Logo, passou a rodar por clubes como Palmeiras, com Tite, Goiás, Joinville, River Plate-ARG, até voltar ao interior gaúcho, onde encerrou a carreira em 2016, com 33 anos. O ex-lateral não tem mágoas do passado e das portas fechadas.
— A grande lição que tiro é sempre buscar sabedoria em cada decisão que se toma. Se tivesse mais paciência, hoje seria diferente. Tudo serviu para valorizar as pequenas coisas que eu já não valorizava mais. Quando me tornei um pouco famoso, comecei a deixar de lado o que é mais importante, que é a família, pai, mãe, as pessoas que te amam.

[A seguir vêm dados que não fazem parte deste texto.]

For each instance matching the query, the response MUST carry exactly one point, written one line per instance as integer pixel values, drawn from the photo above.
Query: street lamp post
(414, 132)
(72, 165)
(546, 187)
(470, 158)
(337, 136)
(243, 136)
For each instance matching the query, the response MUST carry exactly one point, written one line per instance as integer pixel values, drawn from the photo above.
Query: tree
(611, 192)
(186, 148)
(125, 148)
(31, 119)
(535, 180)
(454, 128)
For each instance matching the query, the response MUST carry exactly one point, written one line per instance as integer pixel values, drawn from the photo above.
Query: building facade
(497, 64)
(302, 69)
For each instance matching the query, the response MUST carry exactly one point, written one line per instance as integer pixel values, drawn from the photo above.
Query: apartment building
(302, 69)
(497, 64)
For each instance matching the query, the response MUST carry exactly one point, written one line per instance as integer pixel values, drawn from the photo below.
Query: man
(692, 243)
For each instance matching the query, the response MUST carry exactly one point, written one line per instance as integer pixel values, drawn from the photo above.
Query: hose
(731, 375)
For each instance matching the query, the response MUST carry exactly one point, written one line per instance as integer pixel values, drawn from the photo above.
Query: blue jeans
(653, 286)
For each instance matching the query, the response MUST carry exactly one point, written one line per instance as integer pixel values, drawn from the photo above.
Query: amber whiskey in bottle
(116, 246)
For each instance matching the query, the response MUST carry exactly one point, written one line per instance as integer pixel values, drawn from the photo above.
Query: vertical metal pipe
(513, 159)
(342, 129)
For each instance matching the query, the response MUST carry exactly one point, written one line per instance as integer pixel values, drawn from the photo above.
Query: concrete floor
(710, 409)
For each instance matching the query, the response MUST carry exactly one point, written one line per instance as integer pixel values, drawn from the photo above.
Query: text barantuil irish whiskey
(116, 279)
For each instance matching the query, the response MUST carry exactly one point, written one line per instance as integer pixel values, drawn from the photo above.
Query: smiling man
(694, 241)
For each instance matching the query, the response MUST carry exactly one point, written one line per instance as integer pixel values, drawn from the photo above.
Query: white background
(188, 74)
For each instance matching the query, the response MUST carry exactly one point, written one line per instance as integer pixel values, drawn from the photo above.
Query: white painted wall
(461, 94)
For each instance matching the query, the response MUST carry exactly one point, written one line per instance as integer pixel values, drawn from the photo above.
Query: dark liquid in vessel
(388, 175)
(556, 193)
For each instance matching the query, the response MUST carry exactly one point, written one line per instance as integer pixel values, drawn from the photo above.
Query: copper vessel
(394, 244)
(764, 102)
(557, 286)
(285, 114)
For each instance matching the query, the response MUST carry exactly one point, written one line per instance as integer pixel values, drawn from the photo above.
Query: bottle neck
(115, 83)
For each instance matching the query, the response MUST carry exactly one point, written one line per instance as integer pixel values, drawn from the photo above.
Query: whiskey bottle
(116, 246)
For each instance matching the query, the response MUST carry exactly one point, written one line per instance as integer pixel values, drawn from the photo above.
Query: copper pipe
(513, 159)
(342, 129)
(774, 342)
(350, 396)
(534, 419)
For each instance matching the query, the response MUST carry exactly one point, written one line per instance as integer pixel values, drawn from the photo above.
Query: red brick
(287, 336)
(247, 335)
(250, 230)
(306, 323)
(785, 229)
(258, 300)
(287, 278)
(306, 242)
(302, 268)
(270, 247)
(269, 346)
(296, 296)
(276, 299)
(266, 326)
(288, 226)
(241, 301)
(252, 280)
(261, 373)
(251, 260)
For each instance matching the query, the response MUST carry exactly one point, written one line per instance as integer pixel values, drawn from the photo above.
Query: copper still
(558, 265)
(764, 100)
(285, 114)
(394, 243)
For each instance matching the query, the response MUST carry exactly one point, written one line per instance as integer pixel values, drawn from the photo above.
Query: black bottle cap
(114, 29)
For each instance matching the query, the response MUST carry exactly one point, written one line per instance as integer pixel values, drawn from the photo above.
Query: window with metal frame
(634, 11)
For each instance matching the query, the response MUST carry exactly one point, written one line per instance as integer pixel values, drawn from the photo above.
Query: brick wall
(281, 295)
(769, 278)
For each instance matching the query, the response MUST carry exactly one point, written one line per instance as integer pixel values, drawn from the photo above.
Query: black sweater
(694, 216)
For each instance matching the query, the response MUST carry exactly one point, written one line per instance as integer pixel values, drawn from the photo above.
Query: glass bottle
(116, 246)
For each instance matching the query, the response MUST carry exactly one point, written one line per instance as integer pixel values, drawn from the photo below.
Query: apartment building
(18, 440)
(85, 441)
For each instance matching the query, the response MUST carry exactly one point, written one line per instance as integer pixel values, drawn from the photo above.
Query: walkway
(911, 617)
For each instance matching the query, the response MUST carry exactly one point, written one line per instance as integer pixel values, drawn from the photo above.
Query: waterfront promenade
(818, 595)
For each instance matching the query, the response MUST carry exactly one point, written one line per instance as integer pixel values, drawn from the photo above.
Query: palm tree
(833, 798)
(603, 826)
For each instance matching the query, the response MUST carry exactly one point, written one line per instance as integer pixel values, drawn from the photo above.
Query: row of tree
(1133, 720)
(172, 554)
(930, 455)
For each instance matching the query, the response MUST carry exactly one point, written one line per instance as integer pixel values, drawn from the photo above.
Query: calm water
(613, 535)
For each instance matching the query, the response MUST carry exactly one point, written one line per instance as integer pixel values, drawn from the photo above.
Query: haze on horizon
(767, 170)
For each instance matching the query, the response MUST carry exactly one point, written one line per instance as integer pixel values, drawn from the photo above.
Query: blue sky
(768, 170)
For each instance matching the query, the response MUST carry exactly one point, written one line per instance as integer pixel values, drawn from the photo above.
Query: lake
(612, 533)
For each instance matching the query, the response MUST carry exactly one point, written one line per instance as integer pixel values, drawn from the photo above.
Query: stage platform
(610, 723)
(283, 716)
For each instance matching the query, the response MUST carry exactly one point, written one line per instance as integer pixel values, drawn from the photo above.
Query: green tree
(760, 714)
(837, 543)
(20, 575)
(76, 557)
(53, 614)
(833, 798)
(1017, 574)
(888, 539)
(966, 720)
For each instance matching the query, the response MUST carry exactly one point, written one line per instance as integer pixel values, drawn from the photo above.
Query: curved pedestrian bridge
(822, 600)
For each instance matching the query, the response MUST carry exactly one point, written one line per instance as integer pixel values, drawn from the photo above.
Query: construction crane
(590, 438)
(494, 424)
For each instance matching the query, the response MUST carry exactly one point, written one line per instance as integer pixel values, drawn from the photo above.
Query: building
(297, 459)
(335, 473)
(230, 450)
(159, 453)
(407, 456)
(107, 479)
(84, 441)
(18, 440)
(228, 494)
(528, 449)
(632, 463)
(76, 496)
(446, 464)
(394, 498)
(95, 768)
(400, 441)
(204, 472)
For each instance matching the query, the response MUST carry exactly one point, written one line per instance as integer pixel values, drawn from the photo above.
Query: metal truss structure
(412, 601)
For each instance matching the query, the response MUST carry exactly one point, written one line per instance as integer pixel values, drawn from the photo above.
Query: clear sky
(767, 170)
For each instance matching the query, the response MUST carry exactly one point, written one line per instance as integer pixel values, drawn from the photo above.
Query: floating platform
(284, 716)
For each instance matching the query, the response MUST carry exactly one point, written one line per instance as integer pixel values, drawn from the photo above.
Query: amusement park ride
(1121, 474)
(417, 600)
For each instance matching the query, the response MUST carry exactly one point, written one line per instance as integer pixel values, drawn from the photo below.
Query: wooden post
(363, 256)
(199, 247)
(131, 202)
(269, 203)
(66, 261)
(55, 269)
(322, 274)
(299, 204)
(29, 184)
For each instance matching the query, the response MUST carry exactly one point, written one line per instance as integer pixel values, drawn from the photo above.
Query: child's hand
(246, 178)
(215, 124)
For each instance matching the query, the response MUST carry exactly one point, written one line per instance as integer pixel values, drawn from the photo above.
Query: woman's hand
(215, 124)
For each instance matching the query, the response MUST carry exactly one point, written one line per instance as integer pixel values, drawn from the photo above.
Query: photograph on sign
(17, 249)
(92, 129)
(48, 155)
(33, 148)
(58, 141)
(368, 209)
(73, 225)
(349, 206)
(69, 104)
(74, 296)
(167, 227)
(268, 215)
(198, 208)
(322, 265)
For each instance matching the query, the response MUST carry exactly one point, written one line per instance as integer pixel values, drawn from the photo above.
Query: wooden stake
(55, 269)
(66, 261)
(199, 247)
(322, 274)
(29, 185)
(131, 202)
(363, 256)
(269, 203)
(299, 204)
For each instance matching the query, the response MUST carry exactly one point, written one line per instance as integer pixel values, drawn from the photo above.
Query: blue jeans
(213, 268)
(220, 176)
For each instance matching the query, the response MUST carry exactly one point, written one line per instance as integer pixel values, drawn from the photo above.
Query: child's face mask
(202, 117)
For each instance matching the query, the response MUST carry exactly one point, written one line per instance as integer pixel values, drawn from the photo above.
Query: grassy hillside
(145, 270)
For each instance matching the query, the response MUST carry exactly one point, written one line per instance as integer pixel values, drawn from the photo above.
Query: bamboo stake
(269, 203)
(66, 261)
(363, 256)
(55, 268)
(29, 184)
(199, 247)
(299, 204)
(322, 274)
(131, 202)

Quando tive a doença, percebi o que realmente importa para mim — enaltece.
Hoje, o objetivo de Paulo Francisco é propagar o esporte. Paralelamente à faculdade de Educação Física, Chiquinho integra uma organização que leva futebol voluntário ao mundo. Ele é vice-presidente e um dos embaixadores da Brazil Football Club, junto de Diogo Rincón, ex-Inter.
— Foi algo importante para eu perceber que poderia levar alegria para as pessoas fora de um estádio de futebol. Poder mostrar que o esporte pode mudar a vida das pessoas por meio de princípios e valores — conta Chiquinho, que segue morando na zona sul de Porto Alegre, com a esposa Juliana, e os filhos João Pedro, 15 anos, Francisco, nove, e Clara, cinco.